Agentic Design Pattern #1: Tool Calling

The first in our series of agentic design patterns with Burr

Elijah ben Izzy

and

DAGWorks Inc.

Sep 28, 2024

Agentic Design Patterns

LLMs have people’s heads spinning. The sheer freedom afforded by an API call is intoxicating – not only can you now *talk* to a computer, but you can use that computer to execute (and even write) code for you!

This has led to an influx of Burr users, many of whom want help modeling their systems. After building a successful chatbot, they inevitably migrate towards building agents. While the word agent is buzzy, we define it as follows: an agent is anything that uses the output of an LLM to do something on a users behalf (rather than just parroting it back to the user).

Although agents are generally seen as new-fangled and chaotic, we’ve noticed the emergence of a few common patterns that enable reliable usage of them in a production setting. In this series of posts, we will explore those – walk through basic dos/don’t's of agent development, and show how to implement them with Burr!

In this post we’ll be talking about how to use “tool-calling” to build an agent that responds to a query by selecting a “tool” to call from a list of “prebuilt tools”, then “using” it. We’ll go over some sample code, then talk about how Burr can help bring this system to production. We assume OpenAI as our LLM, but this example is straightforward to extend to other LLMs.

Note: you can see the code for the demo here and run it yourself/copy+paste to get started!

Before we start, let’s just get some grounding around language…

“Tools” vs “functions” (vs “structured outputs”)

It can be somewhat confusing what these mean. Do agents physically use tools? or do they call functions? or? Are they interchangeable? Are they not? What do they actually mean?

TL;DR: a “tool” and a “function” are synonyms.

We think people make this sound more complex than it really is. For the vast majority of purposes, a “tool” maps to a “function”, where function is the software engineering concept of function. That’s because we’re talking agents that are built via code, and so the simplest way to do something on a user’s behalf, is to invoke (i.e. call/ execute) a function. However, since agents are a higher level concept, we’ll also use a higher level concept, i.e. “tool”, to describe what they can do / use. So in short they’re synonyms and is why you’ll hear a phrase like “tool call” instead of “tool use” because it’s merging “function call” with “tool use”.

To make this more confusing, OpenAI recently deprecated its function-calling API in favor of its tool-calling API (really…) while Anthropic’s documentation refers to it as the entirely unambiguous Tool use (function calling) feature… So the industry has yet to align.
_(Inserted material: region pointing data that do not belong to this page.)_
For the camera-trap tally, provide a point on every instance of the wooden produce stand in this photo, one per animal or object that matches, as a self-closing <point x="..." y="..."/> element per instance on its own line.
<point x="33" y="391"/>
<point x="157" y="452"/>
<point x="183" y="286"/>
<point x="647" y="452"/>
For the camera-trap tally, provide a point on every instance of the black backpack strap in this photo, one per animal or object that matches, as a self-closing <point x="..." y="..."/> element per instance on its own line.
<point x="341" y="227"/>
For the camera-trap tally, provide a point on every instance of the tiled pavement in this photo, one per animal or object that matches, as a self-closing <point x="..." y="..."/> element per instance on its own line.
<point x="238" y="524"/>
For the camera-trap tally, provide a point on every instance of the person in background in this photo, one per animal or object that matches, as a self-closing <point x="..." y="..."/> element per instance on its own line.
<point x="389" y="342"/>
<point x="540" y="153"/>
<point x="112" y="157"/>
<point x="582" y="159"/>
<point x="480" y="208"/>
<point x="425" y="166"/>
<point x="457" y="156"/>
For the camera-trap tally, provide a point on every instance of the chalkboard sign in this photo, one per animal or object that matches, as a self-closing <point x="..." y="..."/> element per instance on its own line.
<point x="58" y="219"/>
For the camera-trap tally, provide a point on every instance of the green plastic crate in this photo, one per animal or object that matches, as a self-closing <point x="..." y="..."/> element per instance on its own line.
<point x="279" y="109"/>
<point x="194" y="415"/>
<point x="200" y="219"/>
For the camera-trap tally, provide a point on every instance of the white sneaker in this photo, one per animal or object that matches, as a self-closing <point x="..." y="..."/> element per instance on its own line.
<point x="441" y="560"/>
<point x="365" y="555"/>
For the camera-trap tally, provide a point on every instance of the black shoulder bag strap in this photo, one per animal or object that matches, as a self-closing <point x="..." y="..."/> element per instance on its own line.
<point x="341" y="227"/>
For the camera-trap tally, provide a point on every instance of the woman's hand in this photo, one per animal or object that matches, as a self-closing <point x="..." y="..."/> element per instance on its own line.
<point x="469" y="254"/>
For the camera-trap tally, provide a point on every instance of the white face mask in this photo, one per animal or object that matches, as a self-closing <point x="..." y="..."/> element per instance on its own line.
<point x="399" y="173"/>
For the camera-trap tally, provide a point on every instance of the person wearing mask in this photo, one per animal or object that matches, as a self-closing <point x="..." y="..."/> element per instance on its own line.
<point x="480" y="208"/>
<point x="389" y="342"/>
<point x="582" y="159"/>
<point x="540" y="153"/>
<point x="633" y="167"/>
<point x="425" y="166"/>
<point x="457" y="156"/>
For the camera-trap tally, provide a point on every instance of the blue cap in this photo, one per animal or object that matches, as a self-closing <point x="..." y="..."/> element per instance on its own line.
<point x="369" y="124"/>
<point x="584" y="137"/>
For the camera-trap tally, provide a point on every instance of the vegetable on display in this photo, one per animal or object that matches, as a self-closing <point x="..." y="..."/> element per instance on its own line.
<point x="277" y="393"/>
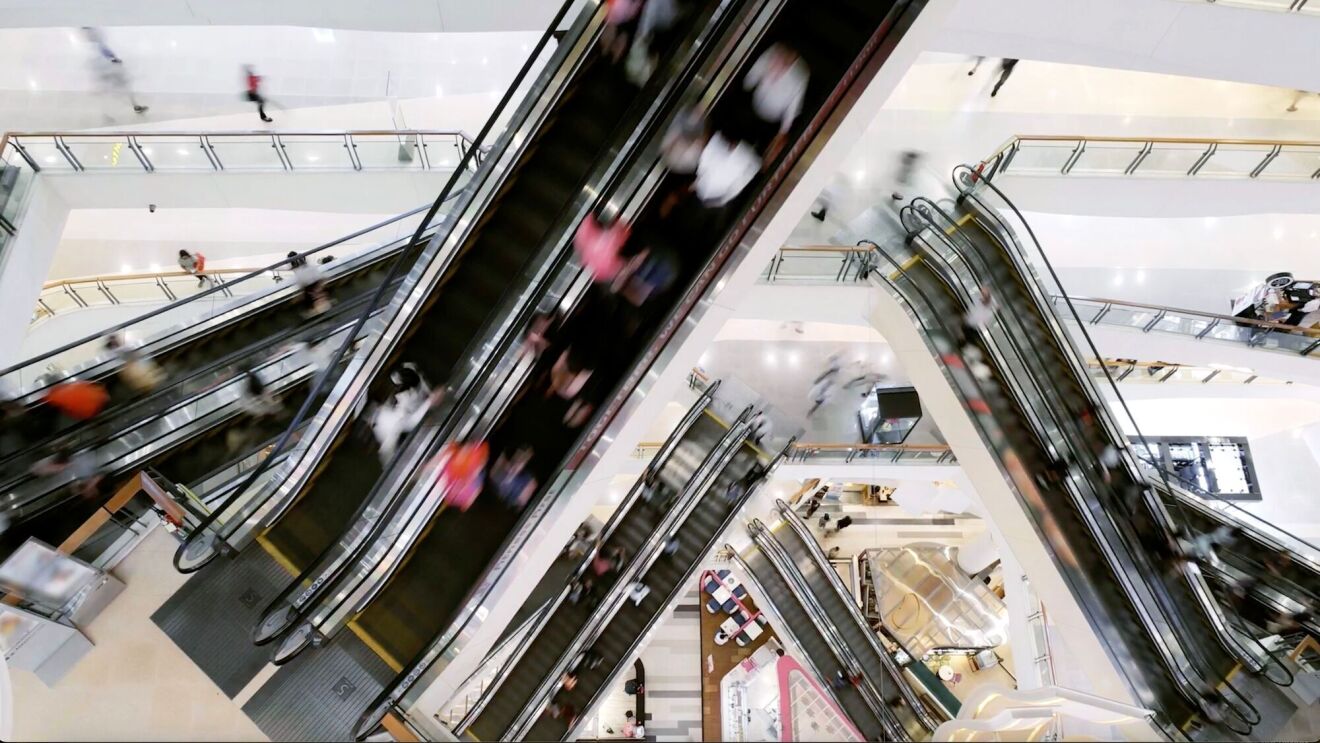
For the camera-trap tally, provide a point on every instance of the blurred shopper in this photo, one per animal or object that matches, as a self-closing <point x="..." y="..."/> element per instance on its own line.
<point x="1006" y="67"/>
<point x="680" y="149"/>
<point x="110" y="73"/>
<point x="77" y="400"/>
<point x="725" y="168"/>
<point x="254" y="91"/>
<point x="778" y="83"/>
<point x="656" y="19"/>
<point x="598" y="244"/>
<point x="308" y="277"/>
<point x="461" y="471"/>
<point x="98" y="41"/>
<point x="194" y="264"/>
<point x="512" y="478"/>
<point x="621" y="23"/>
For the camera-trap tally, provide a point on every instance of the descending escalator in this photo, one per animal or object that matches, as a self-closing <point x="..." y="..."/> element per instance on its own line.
<point x="626" y="535"/>
<point x="425" y="591"/>
<point x="1013" y="430"/>
<point x="877" y="665"/>
<point x="1196" y="619"/>
<point x="795" y="620"/>
<point x="698" y="523"/>
<point x="500" y="254"/>
<point x="193" y="354"/>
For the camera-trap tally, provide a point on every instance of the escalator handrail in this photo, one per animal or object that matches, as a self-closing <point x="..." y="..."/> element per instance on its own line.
<point x="844" y="653"/>
<point x="995" y="438"/>
<point x="639" y="562"/>
<point x="199" y="296"/>
<point x="606" y="532"/>
<point x="817" y="557"/>
<point x="452" y="188"/>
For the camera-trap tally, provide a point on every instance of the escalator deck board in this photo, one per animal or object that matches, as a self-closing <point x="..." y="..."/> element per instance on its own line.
<point x="320" y="696"/>
<point x="211" y="616"/>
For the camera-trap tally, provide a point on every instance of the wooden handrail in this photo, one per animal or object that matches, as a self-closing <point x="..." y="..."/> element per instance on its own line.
<point x="112" y="277"/>
<point x="1265" y="323"/>
<point x="1205" y="141"/>
<point x="236" y="133"/>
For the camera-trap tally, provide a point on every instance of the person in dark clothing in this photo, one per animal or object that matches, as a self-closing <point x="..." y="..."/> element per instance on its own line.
<point x="1005" y="71"/>
<point x="254" y="91"/>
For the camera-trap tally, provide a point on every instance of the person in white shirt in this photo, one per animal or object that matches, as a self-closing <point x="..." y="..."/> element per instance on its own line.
<point x="724" y="170"/>
<point x="778" y="83"/>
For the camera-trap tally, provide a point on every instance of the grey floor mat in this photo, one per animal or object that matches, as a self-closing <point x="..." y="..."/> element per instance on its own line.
<point x="211" y="616"/>
<point x="320" y="694"/>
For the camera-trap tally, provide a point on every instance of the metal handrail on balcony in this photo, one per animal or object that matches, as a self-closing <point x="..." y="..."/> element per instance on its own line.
<point x="1160" y="157"/>
<point x="132" y="288"/>
<point x="238" y="151"/>
<point x="1277" y="5"/>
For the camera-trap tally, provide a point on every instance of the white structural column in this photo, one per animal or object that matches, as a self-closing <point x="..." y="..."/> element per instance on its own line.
<point x="1174" y="37"/>
<point x="665" y="382"/>
<point x="24" y="264"/>
<point x="997" y="495"/>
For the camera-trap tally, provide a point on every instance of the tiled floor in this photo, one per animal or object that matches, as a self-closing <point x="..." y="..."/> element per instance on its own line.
<point x="135" y="684"/>
<point x="722" y="657"/>
<point x="672" y="665"/>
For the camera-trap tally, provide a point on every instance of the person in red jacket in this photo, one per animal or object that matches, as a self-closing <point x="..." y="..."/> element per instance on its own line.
<point x="254" y="91"/>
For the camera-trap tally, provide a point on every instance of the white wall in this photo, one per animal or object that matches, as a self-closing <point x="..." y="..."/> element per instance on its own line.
<point x="1162" y="36"/>
<point x="25" y="263"/>
<point x="396" y="15"/>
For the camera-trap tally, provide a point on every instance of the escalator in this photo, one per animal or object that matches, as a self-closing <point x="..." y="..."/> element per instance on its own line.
<point x="1201" y="624"/>
<point x="211" y="334"/>
<point x="504" y="250"/>
<point x="630" y="528"/>
<point x="621" y="623"/>
<point x="1110" y="510"/>
<point x="875" y="663"/>
<point x="424" y="594"/>
<point x="185" y="441"/>
<point x="795" y="619"/>
<point x="1011" y="429"/>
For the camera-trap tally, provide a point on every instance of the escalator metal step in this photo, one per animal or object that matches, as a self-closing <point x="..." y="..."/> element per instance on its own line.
<point x="211" y="616"/>
<point x="322" y="700"/>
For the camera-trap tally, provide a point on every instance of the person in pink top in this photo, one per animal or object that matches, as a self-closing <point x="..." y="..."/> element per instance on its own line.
<point x="599" y="246"/>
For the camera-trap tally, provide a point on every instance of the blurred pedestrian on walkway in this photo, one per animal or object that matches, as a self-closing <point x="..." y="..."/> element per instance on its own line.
<point x="1006" y="67"/>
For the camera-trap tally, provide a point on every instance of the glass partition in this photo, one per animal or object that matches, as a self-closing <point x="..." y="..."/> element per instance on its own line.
<point x="405" y="149"/>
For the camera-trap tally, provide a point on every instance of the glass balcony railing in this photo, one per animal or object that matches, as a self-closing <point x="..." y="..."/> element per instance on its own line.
<point x="182" y="152"/>
<point x="1158" y="157"/>
<point x="845" y="264"/>
<point x="1203" y="326"/>
<point x="1277" y="5"/>
<point x="199" y="308"/>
To simplify for the rest of this post, we’ll generally use “tool” to describe the general agent pattern. But where appropriate use the term “function” to actually explain what’s going on (we’ll also drop the quotes).
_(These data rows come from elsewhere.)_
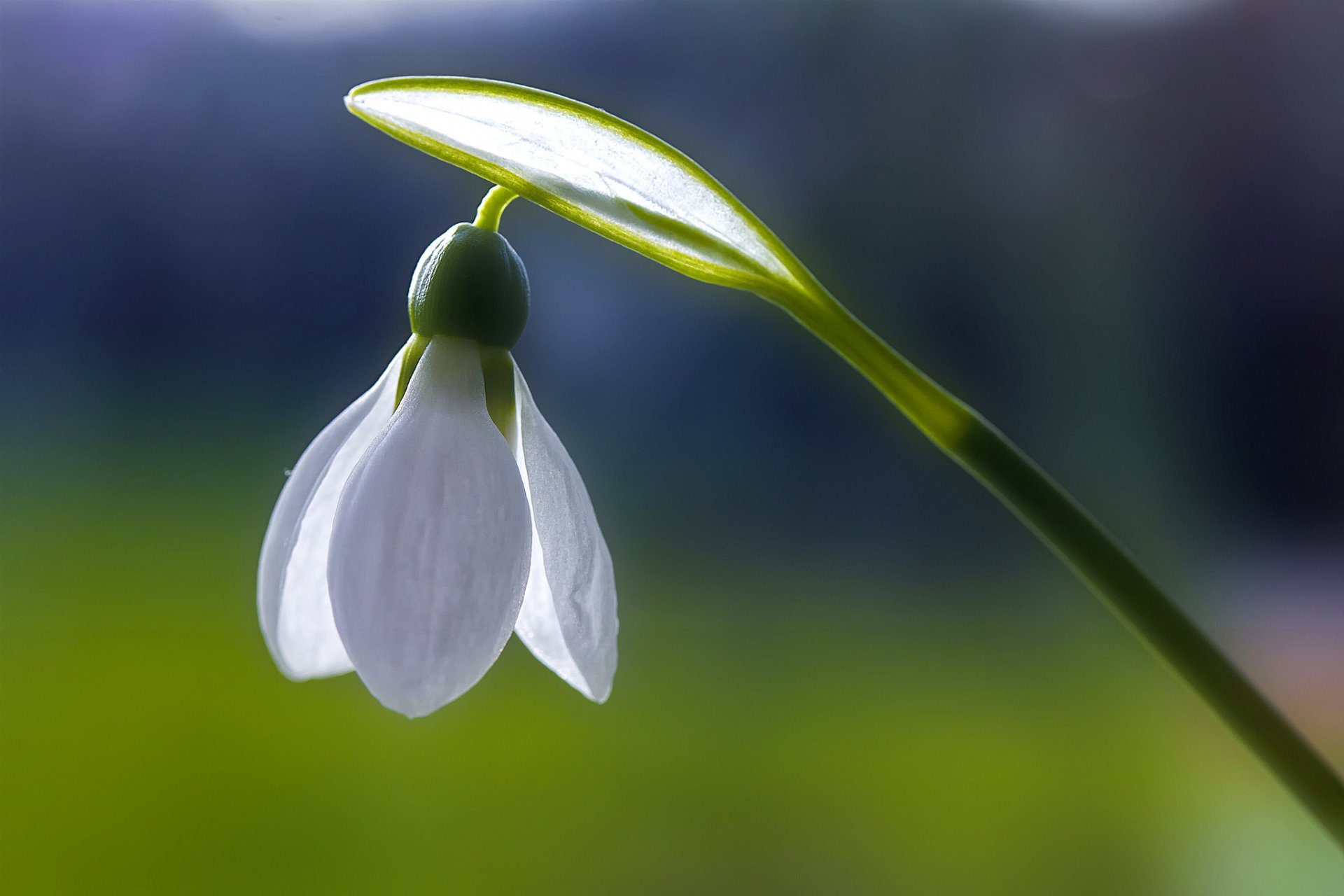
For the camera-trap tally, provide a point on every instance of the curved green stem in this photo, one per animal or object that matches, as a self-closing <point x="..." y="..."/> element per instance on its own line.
<point x="1092" y="552"/>
<point x="488" y="213"/>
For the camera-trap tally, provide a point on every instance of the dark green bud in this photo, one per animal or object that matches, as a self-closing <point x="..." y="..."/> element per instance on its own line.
<point x="470" y="284"/>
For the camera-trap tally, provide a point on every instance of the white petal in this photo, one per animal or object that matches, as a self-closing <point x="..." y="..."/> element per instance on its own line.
<point x="569" y="614"/>
<point x="432" y="543"/>
<point x="292" y="601"/>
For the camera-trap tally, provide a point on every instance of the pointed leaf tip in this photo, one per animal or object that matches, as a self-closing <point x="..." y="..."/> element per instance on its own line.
<point x="589" y="167"/>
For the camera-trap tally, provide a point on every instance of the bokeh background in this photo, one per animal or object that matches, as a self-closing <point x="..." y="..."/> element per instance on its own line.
<point x="1114" y="226"/>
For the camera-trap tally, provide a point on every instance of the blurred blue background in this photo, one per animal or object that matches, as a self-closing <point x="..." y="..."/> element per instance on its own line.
<point x="1114" y="227"/>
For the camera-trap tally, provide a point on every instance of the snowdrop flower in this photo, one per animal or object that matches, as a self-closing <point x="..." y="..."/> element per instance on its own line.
<point x="440" y="514"/>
But what are “structured outputs” then?

When asking an LLM to pick or choose a tool to use, what is returned in the response is usually a JSON representation of the name of the tool and what should be provided to the tool to make it work. Because it is JSON versus free text, it is structured. What people have figured out is that you can co-opt this behavior (e.g. OpenAI’s structured outputs) to make the LLM provide a response that is entirely JSON based, without having an actual tool to use. This can help you generalize outside of specific tool-calling APIs.

While we elect to directly use the tool-calling APIs in this post, adding a library like instructor can help abstract this distinction from you. We leave this as an exercise for the reader…

Burr

First, let’s go over the framework. Burr is a lightweight Python library you use to build applications as state machines. You construct your application out of a series of actions (these can be either decorated functions or objects), which declare inputs from state, as well as inputs from the user. These specify custom logic (delegating to any framework), as well as instructions on how to update state. State is immutable, which allows you to inspect it at any given point. Burr handles orchestration, monitoring, persistence, etc…).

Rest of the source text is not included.